* Aims to raise initial 600 mln stg including via share sale
* Places 140.9 mln shares at 247p
* Plans asset sales that could raise around 250 mln stg
* Aims to cut debt, lift margins, target emerging markets
* Shares close up 2.9 pct
(Recasts with result of placing, adds details)
By Neil Maidment
LONDON, Aug 28 G4S, the world's largest
security services firm, raised 348 million pounds ($541 million)
through a share sale with more to come from asset disposals as
its new boss seeks to cut debt and focus on emerging markets
Chief Executive Ashley Almanza, a former executive at oil
and gas firm BG Group, was promoted from finance chief in
June after a string of blunders by his predecessor Nick Buckles,
including a failed takeover bid in 2011, a botched contract to
staff the 2012 Olympics and a profit warning in May.
Almanza said he would give a detailed plan in November but
initial measures to raise about 600 million pounds, including
via the share placing, should help it avoid a costly
credit-rating downgrade and improve profit margins.
G4S later said it had sold 140.9 million shares to new and
existing investors at 247 pence each. Joint bookrunners
Citigroup, JPMorgan and Barclays achieved
a premium to Tuesday's closing share price of 245.3p, a rare
feat in share placings showing investor backing for the
The company, which also plans to sell some lower-margin
businesses to help fund expansion in faster-growing markets,
said the placing had the support of its largest shareholder,
Invesco, which had a 15.1 percent stake prior to the placing
according to Thomson Reuters data.
No-one at Invesco could be reached for comment.
"There was strong support from existing investors, but a
substantial amount also went to new people," said a source close
to the deal, adding that most of it went to UK-based investors.
Analyst Mike Allen at brokerage Panmure Gordon welcomed
Almanza's debut announcement as chief executive. "We applaud the
quick work undertaken by management to restructure the group and
shore up the balance sheet," he said.
G4S shares closed 2.9 percent up at 252p. Shares often fall
on the announcement of equity fundraisings, as these cut
earnings per share for investors.
G4S, which runs services from managing prisons to guarding
tennis players at Wimbledon, aims to benefit from a trend among
governments and businesses to outsource security work.
But it has come under pressure as governments in developed
markets cut services.
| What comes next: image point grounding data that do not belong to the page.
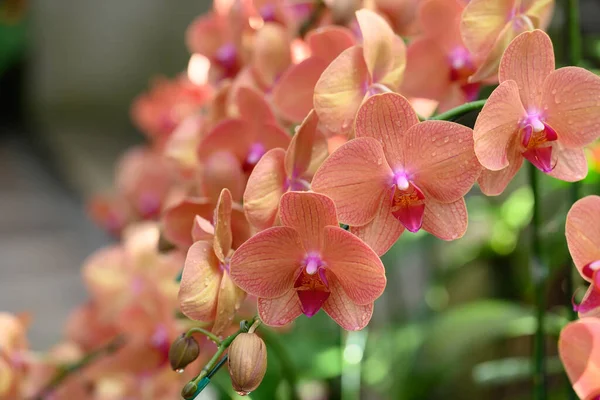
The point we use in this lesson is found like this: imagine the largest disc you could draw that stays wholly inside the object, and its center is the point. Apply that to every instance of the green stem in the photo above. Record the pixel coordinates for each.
(206, 333)
(459, 111)
(66, 371)
(538, 275)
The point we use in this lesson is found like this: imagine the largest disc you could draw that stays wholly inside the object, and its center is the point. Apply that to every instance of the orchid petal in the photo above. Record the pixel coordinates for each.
(344, 311)
(497, 126)
(355, 265)
(281, 310)
(265, 187)
(308, 214)
(528, 61)
(386, 117)
(583, 232)
(341, 89)
(200, 281)
(266, 264)
(579, 348)
(572, 103)
(357, 194)
(447, 221)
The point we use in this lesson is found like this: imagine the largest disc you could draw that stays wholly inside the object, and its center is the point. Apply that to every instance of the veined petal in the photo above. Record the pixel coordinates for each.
(441, 160)
(200, 282)
(383, 231)
(447, 221)
(571, 164)
(281, 310)
(229, 300)
(386, 117)
(267, 263)
(307, 150)
(579, 349)
(265, 187)
(355, 265)
(583, 232)
(223, 238)
(572, 98)
(355, 176)
(528, 61)
(293, 93)
(341, 89)
(497, 125)
(344, 311)
(328, 42)
(308, 214)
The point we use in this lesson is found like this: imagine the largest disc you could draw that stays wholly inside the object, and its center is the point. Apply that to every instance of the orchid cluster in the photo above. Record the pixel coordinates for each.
(302, 142)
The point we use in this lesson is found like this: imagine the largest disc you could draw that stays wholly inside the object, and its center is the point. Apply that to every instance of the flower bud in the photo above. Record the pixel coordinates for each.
(183, 351)
(247, 362)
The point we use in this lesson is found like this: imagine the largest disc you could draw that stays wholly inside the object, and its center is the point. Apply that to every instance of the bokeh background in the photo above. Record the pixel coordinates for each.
(455, 321)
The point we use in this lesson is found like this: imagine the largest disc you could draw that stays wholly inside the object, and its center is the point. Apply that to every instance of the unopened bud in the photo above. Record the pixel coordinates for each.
(247, 362)
(189, 390)
(183, 351)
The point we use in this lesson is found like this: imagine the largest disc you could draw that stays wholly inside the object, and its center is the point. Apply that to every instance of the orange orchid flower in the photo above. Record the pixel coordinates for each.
(325, 44)
(307, 264)
(360, 71)
(399, 173)
(487, 28)
(543, 115)
(579, 349)
(438, 63)
(583, 237)
(207, 292)
(279, 171)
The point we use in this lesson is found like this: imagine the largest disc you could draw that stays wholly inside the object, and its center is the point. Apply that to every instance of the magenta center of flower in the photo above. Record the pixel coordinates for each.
(536, 138)
(311, 284)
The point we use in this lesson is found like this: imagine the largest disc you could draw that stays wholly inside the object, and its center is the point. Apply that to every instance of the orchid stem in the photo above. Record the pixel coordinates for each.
(459, 111)
(538, 276)
(66, 371)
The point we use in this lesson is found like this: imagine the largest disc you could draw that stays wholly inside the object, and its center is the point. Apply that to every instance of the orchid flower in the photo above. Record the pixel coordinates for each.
(307, 264)
(537, 113)
(400, 174)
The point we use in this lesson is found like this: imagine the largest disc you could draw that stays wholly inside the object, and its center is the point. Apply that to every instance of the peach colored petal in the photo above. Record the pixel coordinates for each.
(493, 183)
(230, 298)
(223, 238)
(355, 265)
(222, 169)
(328, 42)
(267, 263)
(343, 311)
(357, 194)
(340, 90)
(427, 72)
(386, 117)
(308, 214)
(583, 232)
(265, 187)
(378, 43)
(497, 125)
(281, 310)
(528, 61)
(271, 54)
(308, 148)
(441, 161)
(293, 93)
(200, 282)
(571, 164)
(579, 349)
(178, 220)
(447, 221)
(383, 231)
(572, 98)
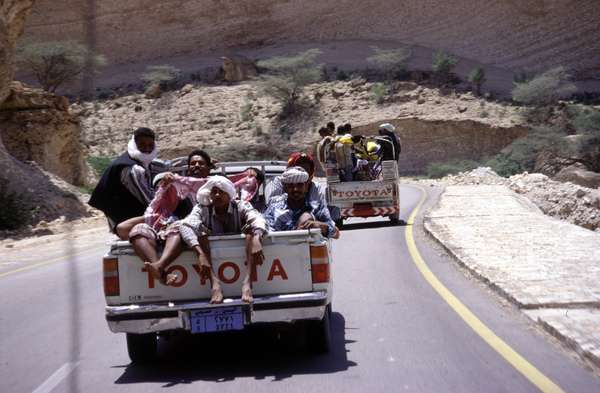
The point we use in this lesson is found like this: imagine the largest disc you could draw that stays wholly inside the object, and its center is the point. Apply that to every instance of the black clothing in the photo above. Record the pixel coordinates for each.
(395, 141)
(112, 197)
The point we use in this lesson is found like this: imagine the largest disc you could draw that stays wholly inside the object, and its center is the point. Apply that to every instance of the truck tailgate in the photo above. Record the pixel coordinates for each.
(286, 269)
(361, 191)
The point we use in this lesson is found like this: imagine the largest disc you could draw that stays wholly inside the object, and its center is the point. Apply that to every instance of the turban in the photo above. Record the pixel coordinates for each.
(294, 174)
(294, 158)
(222, 183)
(136, 154)
(387, 127)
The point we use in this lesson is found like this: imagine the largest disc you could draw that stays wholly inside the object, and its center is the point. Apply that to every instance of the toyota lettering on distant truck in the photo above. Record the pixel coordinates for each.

Also the British government is refusing to
award G4S new work pending a review of contracts, after an audit
found it and rival Serco charged for tagging criminals
who were either dead, in prison or never tagged in the first
G4S said its first-half operating profit margin slipped to
5.5 percent from 5.9 percent in the same period last year,
reflecting a lost prison contract in the Netherlands and
squeezed pricing in Britain and elsewhere in Europe.
Net debt rose to 1.95 billion pounds as of June 30, some 3.2
times core earnings (EBITDA) compared with a target of between 2
and 2.5 times.
But G4S, which wants to grow revenue in developing markets
in Asia, Africa and Latin America from a third to half of its
total, said it had a global sales pipeline of 4 billion pounds.
"G4S has excellent market positions, particularly in
developing markets, and as a result of which we have very
material growth opportunities," Almanza said, ruling out more
radical suggestions like spinning off G4S's cash security unit.
G4S, which leads rival Sweden's Securitas by
sales, also said the sale of businesses, likely to be in
developed markets, could raise up to 250 million pounds in the
next year and that it would restructure other units in a group
which spans 125 countries in order to improve margins.
On Wednesday - and included in the asset sale total - G4S
said it had agreed to sell its Canadian cash security and
Colombia Data solutions businesses for 100 million pounds. The
sale of its U.S. businesses was ongoing, it added.
G4S said it had taken a one-off charge of 180 million pounds
following a review of its assets and that it had started
restructuring programmes - including cutting staff numbers and
ending some lower-margin services - in Britain, Ireland and
Europe at a cost of 30 to 35 million pounds over 2013 and 2014.
It declined to give an operating margin target.
Almanza's arrival is part of a major management overhaul
since the furore over the Olympics contract, when G4S failed to
provide enough security staff, with a chief operating officer
appointed to assess risk, UK bosses replaced, and Himanshu Raja
recruited as finance chief from software firm Misys.
G4S, whose shareholder roster also includes activist
investor Cevian Capital and Microsoft co-founder Bill Gates,
said it made a first-half operating profit of 201 million
pounds, little changed from a restated 202 million the same time
last year, with turnover up 7.2 percent to 3.65 billion.